Georges Jeanclos (1933-1997) était un sculpteur juif français, ancien enfant caché durant l’Occupation nazie. Il a créé une œuvre, souvent en terre, mêlant l’art sacré, inspiré par le Judaïsme ou destiné à des édifices chrétiens, et l’art profane. Le musée d’art et d’histoire du Judaïsme (mahJ) présente « Les Colonnes de Guerry de Georges Jeanclos. Un don majeur de la famille de l’artiste ». Une oeuvre sculptée rappelant le massacre de Juifs par la Milice et la Gestapo à Guerry, dans le Cher, en 1944.

 

« Je suis un modeleur. L’argile m’est familière. Je sais l’humidité propice à la naissance, la fuite dans le temps de l’eau, choisir le bon moment pour faire naître de la terre les images fécondes. […] », a déclaré le sculpteur Georges Jeanclos (1933-1997).

« Né en 1933 à Paris, Georges Jeankelowitsch (la famille prend le nom de Jeanclos en 1945) passe l’Occupation dans la clandestinité ». 
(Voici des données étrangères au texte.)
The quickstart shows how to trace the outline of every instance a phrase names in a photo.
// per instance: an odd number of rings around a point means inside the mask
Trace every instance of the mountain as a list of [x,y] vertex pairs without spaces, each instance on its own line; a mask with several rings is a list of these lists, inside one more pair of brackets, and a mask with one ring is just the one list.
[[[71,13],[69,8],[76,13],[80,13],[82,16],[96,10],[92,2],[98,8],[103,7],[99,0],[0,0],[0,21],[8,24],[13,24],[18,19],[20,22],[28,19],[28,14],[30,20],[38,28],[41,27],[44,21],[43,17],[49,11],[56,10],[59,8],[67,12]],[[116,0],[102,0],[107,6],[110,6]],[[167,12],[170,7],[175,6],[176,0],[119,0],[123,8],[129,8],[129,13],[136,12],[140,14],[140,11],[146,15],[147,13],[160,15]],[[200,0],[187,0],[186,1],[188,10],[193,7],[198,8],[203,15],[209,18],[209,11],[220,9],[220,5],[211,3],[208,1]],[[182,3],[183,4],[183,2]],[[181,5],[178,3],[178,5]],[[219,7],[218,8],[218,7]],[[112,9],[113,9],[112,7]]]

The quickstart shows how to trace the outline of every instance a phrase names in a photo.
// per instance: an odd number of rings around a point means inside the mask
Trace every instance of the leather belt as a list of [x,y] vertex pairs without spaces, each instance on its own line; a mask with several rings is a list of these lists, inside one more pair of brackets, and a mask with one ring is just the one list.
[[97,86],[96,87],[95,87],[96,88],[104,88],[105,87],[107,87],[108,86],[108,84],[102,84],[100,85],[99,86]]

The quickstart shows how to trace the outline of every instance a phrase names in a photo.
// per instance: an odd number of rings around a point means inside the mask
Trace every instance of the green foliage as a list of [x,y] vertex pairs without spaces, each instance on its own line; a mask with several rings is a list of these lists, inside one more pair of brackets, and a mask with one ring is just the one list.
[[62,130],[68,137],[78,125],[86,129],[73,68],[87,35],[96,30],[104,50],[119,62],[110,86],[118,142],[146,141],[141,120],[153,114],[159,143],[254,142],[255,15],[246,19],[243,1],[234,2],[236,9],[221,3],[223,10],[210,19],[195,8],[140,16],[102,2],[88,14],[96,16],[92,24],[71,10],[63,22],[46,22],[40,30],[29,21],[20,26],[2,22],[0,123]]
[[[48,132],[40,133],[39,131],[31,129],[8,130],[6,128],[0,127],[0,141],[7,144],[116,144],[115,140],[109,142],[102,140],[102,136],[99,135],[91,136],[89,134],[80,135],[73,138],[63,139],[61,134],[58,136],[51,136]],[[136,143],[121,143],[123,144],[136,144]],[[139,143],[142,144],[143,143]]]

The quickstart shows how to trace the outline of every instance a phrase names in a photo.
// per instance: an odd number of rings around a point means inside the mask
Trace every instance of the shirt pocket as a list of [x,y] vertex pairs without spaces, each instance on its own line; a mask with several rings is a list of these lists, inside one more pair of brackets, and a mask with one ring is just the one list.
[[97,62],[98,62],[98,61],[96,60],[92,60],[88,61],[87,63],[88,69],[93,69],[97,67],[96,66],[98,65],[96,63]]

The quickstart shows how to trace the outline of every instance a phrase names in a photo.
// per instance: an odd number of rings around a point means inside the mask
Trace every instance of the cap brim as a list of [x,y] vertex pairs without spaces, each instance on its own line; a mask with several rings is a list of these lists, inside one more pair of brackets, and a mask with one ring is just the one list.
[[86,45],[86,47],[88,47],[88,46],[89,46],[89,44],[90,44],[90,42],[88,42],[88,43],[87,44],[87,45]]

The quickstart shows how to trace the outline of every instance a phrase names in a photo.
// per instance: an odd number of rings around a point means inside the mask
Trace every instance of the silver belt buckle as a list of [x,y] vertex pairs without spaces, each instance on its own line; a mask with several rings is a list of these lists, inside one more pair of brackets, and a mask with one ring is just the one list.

« Après un apprentissage chez le sculpteur Robert Mermet (1896-1988), il suit les cours de l’école nationale supérieure des Beaux-Arts de 1952 à 1958 ». 

En 1956, son frère ainé est tué durant la guerre d'Algérie.

Trois ans plus tard, Georges Jeanclos reçoit le Grand prix de Rome.

En 1960, il épouse Jacqueline Gateau. Le couple a trois enfants : Marc, Elisa et Emmanuel. En deuxième noces, Georges Jeanclos se remariera avec Mathilde Ferrer.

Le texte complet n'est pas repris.